An important regulatory mechanism of photosynthesis is the control of enzyme levels. Several differential proteins identified in this study act in the CO2 fixation pathway. This study found differences in the levels of enzymes and proteins in the two germplasm resources. The down-regulated differential proteins included phosphoslycerate kinase (PGK), triose phosphate isomera (TPI), glutamate-glyoxylate aminotransferase (GGAT), glyceraldehyde-3-phosphate dehydrogenase (GAPDH), and ribulose-bisphosphate carboxylase small chain (rbcS). These enzymes play a central role in the Calvin cycle, including catalysis, conversion, and carboxylation, and the down-regulation of these proteins resulted in impaired carbon assimilation and reduced photosynthetic efficiency. Interestingly, GGAT is a photorespiration enzyme and when down-regulated, preferentially catalyzes the conversion of glyoxylate to glycine [35]. When leaf stomata are closed or external CO2 concentration is low, the GGAT catalytic rate decreases, affecting carbon recovery in the C3 pathway and indirectly affecting CO2 assimilation.

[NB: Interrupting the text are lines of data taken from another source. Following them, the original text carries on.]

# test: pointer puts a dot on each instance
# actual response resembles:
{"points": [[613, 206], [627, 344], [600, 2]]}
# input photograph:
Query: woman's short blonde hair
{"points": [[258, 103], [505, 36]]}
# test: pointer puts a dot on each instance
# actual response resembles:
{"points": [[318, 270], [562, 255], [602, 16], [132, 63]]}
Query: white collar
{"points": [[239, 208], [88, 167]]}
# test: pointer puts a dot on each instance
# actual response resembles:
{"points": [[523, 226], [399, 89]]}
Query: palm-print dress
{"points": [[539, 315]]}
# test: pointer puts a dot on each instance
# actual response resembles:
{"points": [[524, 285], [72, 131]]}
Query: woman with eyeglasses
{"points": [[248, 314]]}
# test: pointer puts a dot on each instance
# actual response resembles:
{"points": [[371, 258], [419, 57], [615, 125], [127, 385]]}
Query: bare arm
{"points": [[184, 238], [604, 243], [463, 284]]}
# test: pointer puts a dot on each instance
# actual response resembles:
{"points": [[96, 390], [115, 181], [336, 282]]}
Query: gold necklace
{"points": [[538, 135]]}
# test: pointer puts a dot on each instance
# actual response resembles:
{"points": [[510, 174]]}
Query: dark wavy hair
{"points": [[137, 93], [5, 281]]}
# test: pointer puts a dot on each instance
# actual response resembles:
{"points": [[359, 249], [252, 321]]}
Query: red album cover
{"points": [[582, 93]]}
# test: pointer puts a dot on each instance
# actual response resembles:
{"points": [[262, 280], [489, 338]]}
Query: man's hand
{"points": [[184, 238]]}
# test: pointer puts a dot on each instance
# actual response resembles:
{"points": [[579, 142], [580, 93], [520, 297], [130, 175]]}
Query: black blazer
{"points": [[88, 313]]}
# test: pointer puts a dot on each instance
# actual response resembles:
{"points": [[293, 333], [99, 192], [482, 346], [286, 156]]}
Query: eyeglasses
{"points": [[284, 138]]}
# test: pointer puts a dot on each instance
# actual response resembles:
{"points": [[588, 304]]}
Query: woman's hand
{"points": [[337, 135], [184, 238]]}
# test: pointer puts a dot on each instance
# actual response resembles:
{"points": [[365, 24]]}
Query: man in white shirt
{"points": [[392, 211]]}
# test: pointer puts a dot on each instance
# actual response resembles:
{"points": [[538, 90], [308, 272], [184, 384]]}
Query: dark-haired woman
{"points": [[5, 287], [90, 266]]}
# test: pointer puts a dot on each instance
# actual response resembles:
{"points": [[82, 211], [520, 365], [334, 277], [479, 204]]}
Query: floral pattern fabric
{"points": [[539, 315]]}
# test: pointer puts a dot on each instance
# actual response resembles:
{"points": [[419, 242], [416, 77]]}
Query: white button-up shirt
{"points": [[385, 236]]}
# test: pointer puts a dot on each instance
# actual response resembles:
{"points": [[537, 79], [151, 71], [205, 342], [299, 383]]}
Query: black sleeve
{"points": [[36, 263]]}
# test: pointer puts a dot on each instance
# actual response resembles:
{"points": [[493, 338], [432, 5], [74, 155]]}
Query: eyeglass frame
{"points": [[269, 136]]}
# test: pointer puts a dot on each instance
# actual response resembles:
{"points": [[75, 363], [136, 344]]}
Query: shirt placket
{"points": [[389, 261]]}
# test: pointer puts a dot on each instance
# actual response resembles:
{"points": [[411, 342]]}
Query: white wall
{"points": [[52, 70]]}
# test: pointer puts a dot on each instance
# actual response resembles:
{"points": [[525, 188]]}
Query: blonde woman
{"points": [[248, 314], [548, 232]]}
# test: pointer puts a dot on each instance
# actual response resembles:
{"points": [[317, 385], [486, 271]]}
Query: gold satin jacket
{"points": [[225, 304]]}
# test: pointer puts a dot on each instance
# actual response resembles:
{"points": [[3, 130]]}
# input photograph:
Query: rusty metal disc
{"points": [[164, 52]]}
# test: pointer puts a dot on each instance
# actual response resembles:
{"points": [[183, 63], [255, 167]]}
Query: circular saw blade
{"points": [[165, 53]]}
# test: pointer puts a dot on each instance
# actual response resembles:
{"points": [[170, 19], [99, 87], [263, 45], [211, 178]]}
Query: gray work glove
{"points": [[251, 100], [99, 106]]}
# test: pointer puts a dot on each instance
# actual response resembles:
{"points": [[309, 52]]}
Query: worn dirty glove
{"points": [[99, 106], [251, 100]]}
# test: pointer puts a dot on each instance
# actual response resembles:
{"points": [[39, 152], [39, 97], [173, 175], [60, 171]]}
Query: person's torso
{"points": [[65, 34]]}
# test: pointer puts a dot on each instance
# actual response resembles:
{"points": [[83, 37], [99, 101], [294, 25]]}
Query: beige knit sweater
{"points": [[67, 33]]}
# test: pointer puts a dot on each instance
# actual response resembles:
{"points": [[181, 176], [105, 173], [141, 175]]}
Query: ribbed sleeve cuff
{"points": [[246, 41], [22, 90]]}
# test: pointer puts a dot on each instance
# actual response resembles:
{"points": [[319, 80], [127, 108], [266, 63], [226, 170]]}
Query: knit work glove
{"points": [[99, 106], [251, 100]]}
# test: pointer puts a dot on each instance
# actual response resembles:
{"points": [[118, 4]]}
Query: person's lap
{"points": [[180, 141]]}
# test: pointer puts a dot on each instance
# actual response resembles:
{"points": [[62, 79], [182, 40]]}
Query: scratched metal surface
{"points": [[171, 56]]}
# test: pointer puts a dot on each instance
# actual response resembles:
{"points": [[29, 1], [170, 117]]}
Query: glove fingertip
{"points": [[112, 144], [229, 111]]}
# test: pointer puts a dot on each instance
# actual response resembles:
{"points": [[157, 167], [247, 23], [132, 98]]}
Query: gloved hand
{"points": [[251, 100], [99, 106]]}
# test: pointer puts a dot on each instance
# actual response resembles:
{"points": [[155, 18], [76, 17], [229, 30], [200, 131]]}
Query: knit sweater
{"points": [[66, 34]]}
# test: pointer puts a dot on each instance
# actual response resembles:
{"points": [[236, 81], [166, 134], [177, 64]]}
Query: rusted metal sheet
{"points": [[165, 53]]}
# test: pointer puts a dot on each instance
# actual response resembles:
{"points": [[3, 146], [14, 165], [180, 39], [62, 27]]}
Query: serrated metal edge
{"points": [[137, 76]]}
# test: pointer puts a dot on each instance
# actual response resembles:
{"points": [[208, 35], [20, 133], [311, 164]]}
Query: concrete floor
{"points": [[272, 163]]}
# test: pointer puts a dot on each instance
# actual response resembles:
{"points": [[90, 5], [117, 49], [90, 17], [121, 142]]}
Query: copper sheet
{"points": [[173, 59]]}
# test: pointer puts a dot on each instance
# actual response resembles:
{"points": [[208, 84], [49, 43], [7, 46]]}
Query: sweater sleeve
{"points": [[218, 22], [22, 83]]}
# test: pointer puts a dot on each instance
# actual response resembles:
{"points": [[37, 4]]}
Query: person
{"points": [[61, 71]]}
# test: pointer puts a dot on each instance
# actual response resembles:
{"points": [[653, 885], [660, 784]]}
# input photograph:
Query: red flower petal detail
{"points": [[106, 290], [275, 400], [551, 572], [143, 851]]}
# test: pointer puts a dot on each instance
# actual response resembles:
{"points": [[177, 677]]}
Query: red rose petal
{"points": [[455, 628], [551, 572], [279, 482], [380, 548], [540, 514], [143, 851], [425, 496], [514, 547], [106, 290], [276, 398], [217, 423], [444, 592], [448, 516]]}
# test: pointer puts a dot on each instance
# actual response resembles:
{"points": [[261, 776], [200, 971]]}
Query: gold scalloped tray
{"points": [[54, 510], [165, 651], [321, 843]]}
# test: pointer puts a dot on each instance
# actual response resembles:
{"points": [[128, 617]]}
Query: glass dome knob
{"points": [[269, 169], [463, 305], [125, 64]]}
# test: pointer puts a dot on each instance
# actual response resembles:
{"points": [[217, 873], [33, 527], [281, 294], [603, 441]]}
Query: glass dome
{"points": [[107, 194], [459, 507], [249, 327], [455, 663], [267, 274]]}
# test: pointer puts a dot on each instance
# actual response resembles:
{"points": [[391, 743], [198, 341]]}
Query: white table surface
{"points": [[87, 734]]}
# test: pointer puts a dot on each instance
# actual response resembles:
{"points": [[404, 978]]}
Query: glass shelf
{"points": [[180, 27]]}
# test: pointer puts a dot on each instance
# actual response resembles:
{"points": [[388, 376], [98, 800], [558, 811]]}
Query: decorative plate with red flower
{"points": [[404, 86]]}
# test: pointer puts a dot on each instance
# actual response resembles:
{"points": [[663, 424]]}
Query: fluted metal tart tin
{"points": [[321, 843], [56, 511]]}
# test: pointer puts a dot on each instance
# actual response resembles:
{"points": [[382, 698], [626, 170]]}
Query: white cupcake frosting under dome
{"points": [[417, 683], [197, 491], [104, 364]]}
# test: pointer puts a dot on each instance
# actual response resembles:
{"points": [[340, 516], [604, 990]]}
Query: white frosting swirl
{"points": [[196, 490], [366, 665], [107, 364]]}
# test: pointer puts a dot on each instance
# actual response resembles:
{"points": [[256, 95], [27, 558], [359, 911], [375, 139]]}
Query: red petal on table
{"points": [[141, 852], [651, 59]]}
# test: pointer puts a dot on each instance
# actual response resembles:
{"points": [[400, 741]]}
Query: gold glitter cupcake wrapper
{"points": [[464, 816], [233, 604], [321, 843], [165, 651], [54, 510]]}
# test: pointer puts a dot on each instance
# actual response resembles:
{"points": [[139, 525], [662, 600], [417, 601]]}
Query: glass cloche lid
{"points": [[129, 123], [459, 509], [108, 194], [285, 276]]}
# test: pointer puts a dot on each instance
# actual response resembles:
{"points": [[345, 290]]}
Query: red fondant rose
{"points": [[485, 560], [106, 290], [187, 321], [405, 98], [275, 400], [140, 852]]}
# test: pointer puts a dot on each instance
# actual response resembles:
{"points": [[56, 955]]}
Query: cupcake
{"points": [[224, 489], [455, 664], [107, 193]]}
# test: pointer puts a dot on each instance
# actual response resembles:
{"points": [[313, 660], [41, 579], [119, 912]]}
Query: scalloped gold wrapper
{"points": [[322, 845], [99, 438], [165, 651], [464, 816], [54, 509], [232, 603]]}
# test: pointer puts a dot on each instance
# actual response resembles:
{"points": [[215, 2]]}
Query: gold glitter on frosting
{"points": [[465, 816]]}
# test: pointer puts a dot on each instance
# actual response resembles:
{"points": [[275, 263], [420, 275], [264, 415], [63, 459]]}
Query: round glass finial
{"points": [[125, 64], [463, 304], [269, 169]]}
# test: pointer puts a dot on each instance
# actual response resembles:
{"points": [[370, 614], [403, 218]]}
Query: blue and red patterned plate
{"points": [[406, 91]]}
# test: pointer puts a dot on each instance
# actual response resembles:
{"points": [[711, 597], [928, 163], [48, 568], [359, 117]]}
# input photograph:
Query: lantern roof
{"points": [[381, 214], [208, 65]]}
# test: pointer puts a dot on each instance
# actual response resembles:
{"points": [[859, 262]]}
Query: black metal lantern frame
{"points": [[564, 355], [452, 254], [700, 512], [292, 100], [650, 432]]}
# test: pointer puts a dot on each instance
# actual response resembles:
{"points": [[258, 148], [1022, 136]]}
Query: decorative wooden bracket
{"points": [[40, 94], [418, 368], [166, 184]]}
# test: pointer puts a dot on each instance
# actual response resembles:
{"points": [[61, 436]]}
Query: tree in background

Among the differential proteins related to carbon fixation, MDHs in chloroplasts (plMDH) were all down-regulated and cytoplasmic MDHs (cMDH) were all up-regulated. The differentially located MDHs have different functions. During carbon fixation, cMDH is involved in pyruvate metabolism, oxidizing malate in the mitochondrial matrix to oxaloacetate and then converting it to sucrose through the sugar xenobiotic pathway to accumulate starch, and plMDH is important for fixing CO2 and increasing photosynthetic yield.
In addition to Rubisco (rbcs), sedoheptulose-1,7-bisphosphatase (SBPase) and fructose-1,6-bisphosphatase (FBPase) were identified by the traditional kinetic parameter method as key enzymes of the Calvin cycle. PGK, TPI, GGAT, GAPDH, and cMDH also play crucial roles in these reactions.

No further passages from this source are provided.